At LAC, the team ran into challenges out of their control as gusting winds blew through the city of Lancaster. After waiting in vain for several hours for the winds to die down, the team made the hard decision that it was impossible to do an outside show. Not to be deterred, Budnick and the LAC team quickly organized an impromptu forum for inmates, staff and guests, including CDCR Undersecretary Ralph Diaz, Division of Adult Institutions Deputy Director Connie Gipson, Nettie Sabelhaus, special adviser to Gov. Jerry Brown on appointments, and Nancy McFadden, Gov. Brown’s executive secretary.
The group was brought into a housing unit, where a two-hour roundtable discussion was held about rehabilitation, with the floor open for both inmates and guests to share their thoughts on what’s working, what needs to change, and how people on both sides of prison walls can influence change.
“When we finished, Common looked at me and said, ‘That was better than any concert,’” Budnick shared.
Riding the positive vibes of the Hope and Redemption Tour, Common and Budnick continued on to visit with a community reentry program and spoke with inmate family members about their challenges and the importance of maintaining family bonds and a strong support system. Then they headed to Santa Ana, where Common performed at nonprofit Revolve Impact’s “Schools not Prisons” event.
The nonstop work and hectic pace of the week would be overwhelming for most, but for Budnick it’s business as usual. He’s a familiar face at prisons throughout California, where he regularly organizes events and programs to inspire incarcerated men and women to change for the better and prepare for successful returns home.
In 2016, he facilitated the “Rehabilitation and Reentry Convening,” a two-day event that brought together inmates, CDCR custody and executive staff, crime victims, criminal justice advocates, lawmakers and several county district attorneys for a day of idea-sharing inside LAC and an overnight retreat to continue the conversation. Among the attendees was CDCR Secretary Scott Kernan, who praised Budnick and everyone involved for their work in spreading the word about rehabilitation, even when the conversation is hard to have.
“I can tell you that from this vantage, the commitment from this organization is to do something different, and to turn out better people, and better law-abiding citizens, when they go home,” he said. “That is what’s going to help reduce recidivism and enhance public safety.”
LAC inmate Ivan Stine, looking around at the room of public officials and inmates speaking with one another on the same level, was floored at the change he saw taking place before his eyes. Incarcerated since age 16, Stine said participating in positive rehabilitative programming has changed his outlook and goals for the future.
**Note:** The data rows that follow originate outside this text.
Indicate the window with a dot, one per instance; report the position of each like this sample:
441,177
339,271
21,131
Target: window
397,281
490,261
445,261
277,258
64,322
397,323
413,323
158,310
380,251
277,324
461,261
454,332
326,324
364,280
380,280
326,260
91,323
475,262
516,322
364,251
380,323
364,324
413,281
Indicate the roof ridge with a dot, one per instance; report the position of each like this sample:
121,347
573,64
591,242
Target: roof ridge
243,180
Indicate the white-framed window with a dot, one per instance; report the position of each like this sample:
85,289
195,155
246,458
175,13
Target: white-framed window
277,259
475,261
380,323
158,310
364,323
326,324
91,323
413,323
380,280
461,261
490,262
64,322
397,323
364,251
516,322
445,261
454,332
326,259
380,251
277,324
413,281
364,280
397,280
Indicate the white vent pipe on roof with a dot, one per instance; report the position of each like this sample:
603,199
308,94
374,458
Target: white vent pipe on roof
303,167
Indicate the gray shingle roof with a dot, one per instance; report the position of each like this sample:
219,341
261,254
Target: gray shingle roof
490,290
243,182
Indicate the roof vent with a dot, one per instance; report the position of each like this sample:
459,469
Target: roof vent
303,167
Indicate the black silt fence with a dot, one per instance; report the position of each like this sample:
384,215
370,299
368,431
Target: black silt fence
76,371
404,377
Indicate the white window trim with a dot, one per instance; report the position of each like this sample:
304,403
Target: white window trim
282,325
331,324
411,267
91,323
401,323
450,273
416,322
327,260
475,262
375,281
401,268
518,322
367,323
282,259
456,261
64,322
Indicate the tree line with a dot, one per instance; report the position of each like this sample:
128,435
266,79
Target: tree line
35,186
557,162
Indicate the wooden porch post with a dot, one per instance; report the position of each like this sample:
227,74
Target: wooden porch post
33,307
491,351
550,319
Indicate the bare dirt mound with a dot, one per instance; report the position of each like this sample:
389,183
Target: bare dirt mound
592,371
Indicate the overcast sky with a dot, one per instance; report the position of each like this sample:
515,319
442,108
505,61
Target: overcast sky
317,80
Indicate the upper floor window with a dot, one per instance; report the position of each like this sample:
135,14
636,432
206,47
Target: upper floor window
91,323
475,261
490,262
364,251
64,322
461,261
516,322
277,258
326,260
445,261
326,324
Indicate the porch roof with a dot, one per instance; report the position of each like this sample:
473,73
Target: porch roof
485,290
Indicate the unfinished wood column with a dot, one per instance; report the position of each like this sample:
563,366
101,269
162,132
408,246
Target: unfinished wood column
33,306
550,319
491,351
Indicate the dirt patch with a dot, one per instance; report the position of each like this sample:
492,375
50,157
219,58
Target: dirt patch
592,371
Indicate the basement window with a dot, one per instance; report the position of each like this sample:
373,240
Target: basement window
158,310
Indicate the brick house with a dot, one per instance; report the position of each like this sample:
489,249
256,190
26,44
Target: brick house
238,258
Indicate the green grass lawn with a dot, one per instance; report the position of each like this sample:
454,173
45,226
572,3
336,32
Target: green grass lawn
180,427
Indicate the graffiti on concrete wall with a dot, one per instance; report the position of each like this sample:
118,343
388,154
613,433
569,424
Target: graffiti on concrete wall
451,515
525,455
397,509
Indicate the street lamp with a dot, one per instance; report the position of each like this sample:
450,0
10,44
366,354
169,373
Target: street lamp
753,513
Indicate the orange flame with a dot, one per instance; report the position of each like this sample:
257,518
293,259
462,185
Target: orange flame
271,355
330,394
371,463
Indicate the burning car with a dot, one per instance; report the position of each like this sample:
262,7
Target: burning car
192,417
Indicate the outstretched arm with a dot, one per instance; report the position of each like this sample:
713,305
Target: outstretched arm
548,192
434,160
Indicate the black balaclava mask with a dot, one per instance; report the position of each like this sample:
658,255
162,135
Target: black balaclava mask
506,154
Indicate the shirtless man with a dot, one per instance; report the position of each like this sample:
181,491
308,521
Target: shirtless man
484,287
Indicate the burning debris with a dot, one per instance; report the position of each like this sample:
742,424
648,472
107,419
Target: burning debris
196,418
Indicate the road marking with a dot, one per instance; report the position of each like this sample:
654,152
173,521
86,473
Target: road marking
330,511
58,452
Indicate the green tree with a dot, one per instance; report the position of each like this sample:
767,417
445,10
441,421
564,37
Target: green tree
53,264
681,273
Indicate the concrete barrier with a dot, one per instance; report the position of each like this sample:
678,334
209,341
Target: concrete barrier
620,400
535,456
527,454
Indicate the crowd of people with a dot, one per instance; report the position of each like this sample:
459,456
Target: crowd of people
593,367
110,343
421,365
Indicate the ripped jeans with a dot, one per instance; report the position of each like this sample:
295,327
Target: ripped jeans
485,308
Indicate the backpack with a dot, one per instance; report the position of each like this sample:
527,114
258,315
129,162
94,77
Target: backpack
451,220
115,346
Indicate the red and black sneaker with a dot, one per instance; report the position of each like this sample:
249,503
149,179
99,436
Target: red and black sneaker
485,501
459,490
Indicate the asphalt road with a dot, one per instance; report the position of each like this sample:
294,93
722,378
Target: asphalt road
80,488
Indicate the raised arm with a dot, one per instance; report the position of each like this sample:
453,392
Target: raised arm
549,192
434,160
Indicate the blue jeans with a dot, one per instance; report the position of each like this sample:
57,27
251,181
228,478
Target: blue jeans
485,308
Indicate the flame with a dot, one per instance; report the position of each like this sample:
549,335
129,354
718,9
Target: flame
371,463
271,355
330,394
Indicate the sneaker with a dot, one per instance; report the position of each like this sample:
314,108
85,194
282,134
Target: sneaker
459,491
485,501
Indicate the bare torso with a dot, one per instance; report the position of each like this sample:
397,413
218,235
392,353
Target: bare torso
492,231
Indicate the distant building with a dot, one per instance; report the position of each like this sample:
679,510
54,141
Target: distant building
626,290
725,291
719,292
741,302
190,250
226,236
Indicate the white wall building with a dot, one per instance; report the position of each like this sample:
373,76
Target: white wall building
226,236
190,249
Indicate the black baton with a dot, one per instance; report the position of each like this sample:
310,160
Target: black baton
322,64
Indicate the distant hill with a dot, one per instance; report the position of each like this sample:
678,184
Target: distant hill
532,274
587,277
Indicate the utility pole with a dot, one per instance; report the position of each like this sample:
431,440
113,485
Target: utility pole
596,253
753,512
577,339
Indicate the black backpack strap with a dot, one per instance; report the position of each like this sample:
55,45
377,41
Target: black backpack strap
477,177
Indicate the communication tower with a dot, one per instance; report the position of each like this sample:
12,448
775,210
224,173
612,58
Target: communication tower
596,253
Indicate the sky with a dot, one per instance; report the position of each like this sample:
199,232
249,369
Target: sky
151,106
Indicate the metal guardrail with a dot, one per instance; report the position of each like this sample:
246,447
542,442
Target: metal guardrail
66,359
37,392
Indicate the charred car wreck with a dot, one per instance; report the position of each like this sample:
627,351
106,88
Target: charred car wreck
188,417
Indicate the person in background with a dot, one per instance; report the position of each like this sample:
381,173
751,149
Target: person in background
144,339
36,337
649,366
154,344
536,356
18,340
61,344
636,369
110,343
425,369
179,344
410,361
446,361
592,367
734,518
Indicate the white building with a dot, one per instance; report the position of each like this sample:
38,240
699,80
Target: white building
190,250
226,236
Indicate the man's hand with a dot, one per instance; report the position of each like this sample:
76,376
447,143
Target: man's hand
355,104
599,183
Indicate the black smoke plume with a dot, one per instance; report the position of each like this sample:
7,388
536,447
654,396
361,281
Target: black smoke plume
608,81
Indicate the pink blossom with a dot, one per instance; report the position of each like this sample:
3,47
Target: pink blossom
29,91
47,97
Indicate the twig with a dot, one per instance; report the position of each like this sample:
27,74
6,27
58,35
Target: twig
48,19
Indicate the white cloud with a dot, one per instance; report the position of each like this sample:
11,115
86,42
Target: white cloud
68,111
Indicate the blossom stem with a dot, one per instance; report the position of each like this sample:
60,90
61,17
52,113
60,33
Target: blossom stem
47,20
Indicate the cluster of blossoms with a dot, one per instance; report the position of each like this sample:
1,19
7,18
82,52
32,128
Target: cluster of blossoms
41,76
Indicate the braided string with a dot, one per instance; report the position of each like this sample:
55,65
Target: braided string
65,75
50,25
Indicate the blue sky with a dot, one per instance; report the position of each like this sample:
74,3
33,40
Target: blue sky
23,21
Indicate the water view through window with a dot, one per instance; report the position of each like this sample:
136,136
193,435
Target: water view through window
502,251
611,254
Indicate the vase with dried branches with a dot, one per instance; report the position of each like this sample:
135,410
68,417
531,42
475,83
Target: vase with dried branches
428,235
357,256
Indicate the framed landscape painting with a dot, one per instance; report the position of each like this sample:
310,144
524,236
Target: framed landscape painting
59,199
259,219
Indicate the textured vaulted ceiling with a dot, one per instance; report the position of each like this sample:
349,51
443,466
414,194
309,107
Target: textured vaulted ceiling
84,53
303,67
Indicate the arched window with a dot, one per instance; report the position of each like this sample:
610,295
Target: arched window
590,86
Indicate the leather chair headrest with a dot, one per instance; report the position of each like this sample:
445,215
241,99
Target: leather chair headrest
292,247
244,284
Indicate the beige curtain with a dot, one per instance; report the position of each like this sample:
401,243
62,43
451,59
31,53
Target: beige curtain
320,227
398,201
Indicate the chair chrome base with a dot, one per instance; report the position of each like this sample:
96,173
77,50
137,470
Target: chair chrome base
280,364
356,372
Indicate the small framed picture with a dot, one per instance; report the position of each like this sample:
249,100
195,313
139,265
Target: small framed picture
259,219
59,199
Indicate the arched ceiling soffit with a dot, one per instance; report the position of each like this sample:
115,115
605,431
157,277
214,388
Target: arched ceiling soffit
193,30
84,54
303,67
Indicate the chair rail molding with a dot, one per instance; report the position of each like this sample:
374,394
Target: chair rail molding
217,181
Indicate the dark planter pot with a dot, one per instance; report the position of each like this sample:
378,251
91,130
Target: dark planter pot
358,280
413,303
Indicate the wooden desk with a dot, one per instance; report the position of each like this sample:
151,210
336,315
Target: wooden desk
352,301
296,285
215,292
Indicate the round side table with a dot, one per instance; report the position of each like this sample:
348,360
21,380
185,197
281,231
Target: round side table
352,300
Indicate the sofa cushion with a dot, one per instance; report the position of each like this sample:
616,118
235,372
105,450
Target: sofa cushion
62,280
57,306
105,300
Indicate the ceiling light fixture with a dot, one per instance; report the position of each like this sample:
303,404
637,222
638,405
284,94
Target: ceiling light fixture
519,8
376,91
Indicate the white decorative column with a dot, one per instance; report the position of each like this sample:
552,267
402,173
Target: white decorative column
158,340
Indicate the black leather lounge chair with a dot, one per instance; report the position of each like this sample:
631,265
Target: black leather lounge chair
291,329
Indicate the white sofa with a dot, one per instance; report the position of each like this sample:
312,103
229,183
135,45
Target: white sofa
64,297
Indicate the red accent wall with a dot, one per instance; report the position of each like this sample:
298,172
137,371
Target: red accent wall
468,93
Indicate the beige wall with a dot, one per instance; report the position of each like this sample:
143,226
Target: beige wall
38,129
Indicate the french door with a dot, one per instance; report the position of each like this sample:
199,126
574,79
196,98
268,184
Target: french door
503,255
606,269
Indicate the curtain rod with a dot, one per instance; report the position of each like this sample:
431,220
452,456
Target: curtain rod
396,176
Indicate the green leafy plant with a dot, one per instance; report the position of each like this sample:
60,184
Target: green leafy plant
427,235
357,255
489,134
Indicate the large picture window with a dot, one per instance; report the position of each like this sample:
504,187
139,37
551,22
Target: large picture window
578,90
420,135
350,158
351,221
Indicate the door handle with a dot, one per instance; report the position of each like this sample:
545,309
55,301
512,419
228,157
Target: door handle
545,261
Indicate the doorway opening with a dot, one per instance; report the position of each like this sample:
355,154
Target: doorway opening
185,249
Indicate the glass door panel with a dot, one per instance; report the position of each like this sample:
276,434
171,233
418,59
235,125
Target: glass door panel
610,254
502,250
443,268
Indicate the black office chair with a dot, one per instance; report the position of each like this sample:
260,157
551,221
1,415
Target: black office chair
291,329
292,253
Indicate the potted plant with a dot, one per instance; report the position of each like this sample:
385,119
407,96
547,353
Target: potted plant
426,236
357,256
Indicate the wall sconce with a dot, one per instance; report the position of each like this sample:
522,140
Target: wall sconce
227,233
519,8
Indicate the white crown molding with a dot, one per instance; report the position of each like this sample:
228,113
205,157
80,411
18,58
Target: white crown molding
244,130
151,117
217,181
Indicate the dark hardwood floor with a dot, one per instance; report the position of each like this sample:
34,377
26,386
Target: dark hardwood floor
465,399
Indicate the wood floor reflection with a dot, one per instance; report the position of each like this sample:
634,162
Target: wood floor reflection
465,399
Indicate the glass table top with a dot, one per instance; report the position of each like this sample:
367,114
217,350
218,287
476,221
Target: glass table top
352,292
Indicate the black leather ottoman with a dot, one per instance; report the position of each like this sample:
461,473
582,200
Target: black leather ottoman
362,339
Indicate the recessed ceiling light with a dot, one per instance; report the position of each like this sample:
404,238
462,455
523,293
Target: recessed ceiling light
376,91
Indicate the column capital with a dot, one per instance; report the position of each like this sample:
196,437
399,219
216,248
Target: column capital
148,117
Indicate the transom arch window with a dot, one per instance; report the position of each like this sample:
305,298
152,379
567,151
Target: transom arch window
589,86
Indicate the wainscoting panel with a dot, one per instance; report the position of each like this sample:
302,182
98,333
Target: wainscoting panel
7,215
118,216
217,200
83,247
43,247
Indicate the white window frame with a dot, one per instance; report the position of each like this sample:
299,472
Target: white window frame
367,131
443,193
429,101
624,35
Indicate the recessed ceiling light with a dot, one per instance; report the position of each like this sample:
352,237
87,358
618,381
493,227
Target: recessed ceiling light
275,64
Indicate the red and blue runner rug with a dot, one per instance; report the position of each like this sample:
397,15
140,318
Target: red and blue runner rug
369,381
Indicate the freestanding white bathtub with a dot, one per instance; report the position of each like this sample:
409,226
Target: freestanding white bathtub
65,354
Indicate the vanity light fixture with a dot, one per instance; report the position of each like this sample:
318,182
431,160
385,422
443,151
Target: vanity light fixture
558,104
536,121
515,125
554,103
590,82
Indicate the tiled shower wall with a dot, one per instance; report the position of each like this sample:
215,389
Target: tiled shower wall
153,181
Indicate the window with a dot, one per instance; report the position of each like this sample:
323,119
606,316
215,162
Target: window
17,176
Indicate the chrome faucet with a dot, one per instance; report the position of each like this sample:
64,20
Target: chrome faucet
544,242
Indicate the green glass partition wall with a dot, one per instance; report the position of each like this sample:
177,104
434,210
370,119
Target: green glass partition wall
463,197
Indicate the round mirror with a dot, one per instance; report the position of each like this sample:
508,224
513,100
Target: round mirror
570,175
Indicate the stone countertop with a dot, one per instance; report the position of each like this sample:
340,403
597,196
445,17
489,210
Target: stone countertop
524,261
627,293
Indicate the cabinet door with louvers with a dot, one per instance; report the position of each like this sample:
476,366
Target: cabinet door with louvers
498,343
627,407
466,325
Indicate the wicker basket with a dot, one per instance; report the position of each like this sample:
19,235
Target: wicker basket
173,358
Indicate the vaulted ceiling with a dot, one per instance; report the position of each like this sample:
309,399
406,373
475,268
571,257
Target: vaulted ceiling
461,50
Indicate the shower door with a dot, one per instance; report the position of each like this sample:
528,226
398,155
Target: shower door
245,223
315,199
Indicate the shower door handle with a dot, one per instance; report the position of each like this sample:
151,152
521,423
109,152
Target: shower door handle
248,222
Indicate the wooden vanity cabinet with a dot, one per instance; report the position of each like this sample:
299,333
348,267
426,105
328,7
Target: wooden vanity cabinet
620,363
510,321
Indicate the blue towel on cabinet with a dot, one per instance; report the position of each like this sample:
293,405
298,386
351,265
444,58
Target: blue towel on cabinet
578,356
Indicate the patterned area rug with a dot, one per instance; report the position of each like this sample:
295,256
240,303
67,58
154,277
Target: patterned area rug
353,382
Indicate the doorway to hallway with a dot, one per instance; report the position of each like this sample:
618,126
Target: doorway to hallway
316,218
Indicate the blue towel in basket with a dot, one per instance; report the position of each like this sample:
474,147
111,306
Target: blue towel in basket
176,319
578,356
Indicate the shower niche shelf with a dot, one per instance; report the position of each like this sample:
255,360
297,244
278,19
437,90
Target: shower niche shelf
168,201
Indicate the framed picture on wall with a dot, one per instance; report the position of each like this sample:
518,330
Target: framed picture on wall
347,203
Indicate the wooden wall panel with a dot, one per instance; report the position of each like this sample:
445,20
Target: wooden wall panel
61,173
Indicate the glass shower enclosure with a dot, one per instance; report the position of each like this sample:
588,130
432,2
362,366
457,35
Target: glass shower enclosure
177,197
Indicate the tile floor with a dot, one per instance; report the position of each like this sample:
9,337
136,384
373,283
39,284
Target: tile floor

“My chief goal is not just to go home anymore, but to be a genuine, positive human being,” he shared.
Events like the LAC convening and Hope and Redemption Tour serve not only as opportunities for inmates to share their stories with outside guests, but, more importantly, for those guests to take that conversation outside the walls, to the communities and people that can help impact change and support rehabilitation. Common will most certainly do just that.
“It showed what we as people, organizations such as ARC, and our correctional facilities can do to truly give people who are incarcerated hope, rehabilitation, and a second chance to feel human again,” he said.